Pat Murphy, Director
Reel Good Tip
Very long cables are much easier to handle if they are on a reel, but if the reel does not have a stand, getting the cable on or off can be a problem. Jeff Carrender of San Jose, Calif., suggests placing it on a broomstick wedged between two chairs. The reel turns easily and you can relax a bit by sitting in a third chair.
To make it easier to find his black flashlight in the dark recesses of his camera bag, Paul Muller of Denver, Co., wraps white tape around the barrel. I have done something similar, but I used the glow in the dark tape normally used to create stage spike marks that assist when a scenery change must be done in the dark.
A production job in Asia’s 220-volt, 50-cycle electrical environment prompted a call for lighting tips from Brian Mayworth of New York City. He says he will not have the option of renting local equipment.

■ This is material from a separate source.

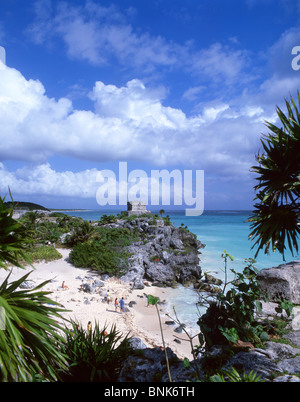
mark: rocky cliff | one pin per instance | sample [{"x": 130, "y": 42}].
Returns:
[{"x": 165, "y": 255}]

I suggest that before you leave, you purchase 220-volt lamps and the appropriate plug adapters for your instruments. They are readily available here, and you may not have the time to look for them there. I don’t think you need to buy foreign extension cords and power strips. It is much more efficient to use your own cords and place the adapter at the wall. U.S. three-for-one taps are easy to pack and will allow you to use one adapter for several instruments. (Being careful, of course, to not overload the circuit.)
One more thought: Many countries do not have the smooth power found in most of the United States, so it’s a good idea to run your camera and other delicate equipment on rechargeable batteries. If you are hit by a power spike, only the charger will be damaged and you can go on shooting.
You don’t want to count on this, but some international hotels have 110-volt outlets into which you can plug U.S. chargers. Many chargers will operate on either system (read the label on yours).
It is also a good idea to photograph all of your equipment before leaving the U.S. The images may help you get it through customs both overseas and on your way back.
I hope these tips help and that you have a successful shoot.